We conducted a study to optimize the performance of a mid-wave infrared detector featuring a stepped absorption layer within an nBp type-II superlattice (T2SL) structure. Through numerical simulations, we investigated the effect of the number of absorption regions and the conduction band offset (∆Ec) on the device's electrical performance, including the dark current density and quantum efficiency (QE)of nBp mid-wave infrared (MWIR) detectors. Based on semiconductor physics, including the energy band structure, we analyzed and explained the underlying mechanisms of these effects.
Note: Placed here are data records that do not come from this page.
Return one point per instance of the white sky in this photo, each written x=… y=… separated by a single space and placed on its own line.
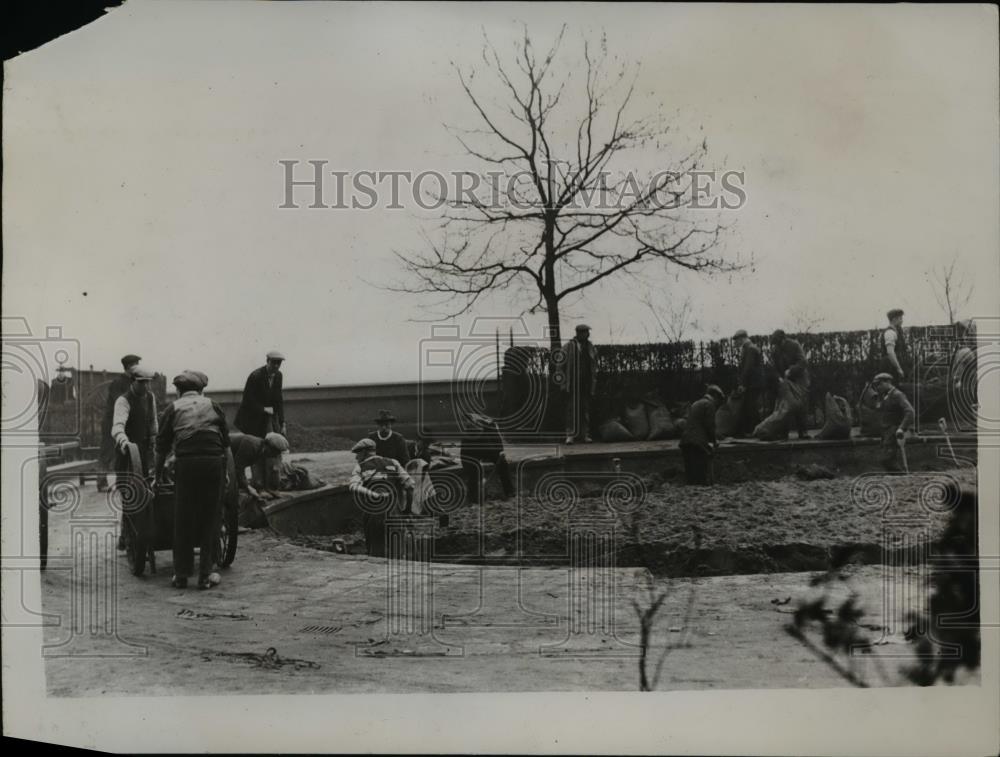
x=142 y=183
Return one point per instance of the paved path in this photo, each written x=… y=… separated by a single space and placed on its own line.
x=330 y=621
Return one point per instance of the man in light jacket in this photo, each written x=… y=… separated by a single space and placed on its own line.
x=578 y=380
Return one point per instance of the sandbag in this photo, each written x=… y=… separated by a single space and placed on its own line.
x=838 y=419
x=613 y=431
x=661 y=424
x=727 y=417
x=775 y=426
x=636 y=421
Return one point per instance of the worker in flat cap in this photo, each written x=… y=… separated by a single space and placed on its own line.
x=134 y=421
x=249 y=450
x=576 y=374
x=698 y=442
x=262 y=410
x=195 y=428
x=750 y=383
x=380 y=486
x=118 y=386
x=894 y=351
x=389 y=443
x=897 y=417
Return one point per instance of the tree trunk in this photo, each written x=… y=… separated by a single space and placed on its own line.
x=552 y=309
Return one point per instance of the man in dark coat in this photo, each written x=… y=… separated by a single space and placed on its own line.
x=195 y=428
x=262 y=410
x=482 y=444
x=698 y=441
x=389 y=443
x=249 y=451
x=383 y=486
x=118 y=386
x=897 y=417
x=750 y=383
x=578 y=380
x=134 y=421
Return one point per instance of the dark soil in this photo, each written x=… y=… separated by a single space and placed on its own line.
x=757 y=527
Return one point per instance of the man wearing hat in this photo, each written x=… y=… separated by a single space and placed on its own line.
x=578 y=380
x=249 y=451
x=195 y=428
x=118 y=386
x=379 y=483
x=897 y=417
x=698 y=441
x=262 y=409
x=750 y=382
x=482 y=444
x=894 y=351
x=134 y=420
x=389 y=443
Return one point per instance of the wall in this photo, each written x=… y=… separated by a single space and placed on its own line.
x=351 y=409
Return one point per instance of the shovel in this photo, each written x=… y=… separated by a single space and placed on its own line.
x=901 y=441
x=943 y=425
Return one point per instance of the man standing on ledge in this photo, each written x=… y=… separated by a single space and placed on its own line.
x=894 y=352
x=698 y=441
x=118 y=386
x=134 y=421
x=897 y=417
x=389 y=443
x=262 y=409
x=579 y=383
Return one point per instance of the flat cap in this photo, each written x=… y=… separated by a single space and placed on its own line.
x=276 y=441
x=364 y=444
x=188 y=378
x=716 y=391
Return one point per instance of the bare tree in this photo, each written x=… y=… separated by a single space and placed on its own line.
x=553 y=232
x=951 y=289
x=674 y=320
x=804 y=320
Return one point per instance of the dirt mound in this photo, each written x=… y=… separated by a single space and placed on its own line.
x=759 y=527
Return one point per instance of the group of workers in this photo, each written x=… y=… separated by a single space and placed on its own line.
x=788 y=361
x=192 y=434
x=187 y=443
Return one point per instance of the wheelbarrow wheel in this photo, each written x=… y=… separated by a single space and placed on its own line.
x=135 y=549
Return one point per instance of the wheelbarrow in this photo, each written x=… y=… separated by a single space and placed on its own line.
x=148 y=522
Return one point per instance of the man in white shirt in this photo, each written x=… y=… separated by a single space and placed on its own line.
x=894 y=351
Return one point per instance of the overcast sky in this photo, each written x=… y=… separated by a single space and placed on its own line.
x=142 y=182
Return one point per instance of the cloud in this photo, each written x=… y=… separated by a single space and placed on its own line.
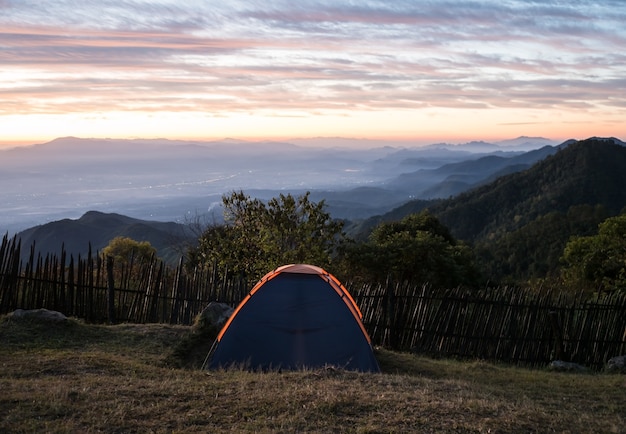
x=310 y=55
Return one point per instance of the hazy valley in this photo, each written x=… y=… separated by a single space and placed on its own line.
x=176 y=181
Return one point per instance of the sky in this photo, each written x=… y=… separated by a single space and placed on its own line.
x=416 y=71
Ultimately, we summarized a method to enhance QE. This mid-wave infrared detector employs three stepped absorption structures designed to effectively reduce Jdark and improve the optical response. The simulation results show that for our optimized InAs/GaSb stepped absorption layer mid-wave infrared detector, under the conditions of 150 K and -0.2 Vbias voltage (Vbi), Jdark can reach 5.19×10-3 A/cm², representing a reduction in Jdark by approximately 1.3 times. Additionally, at 150 K and Vbi = -0.2 V, when the wavelength is 4 μm, the QE is 54%, which is an increase of about 13% compared to the QE of the uniform absorption region structure(U).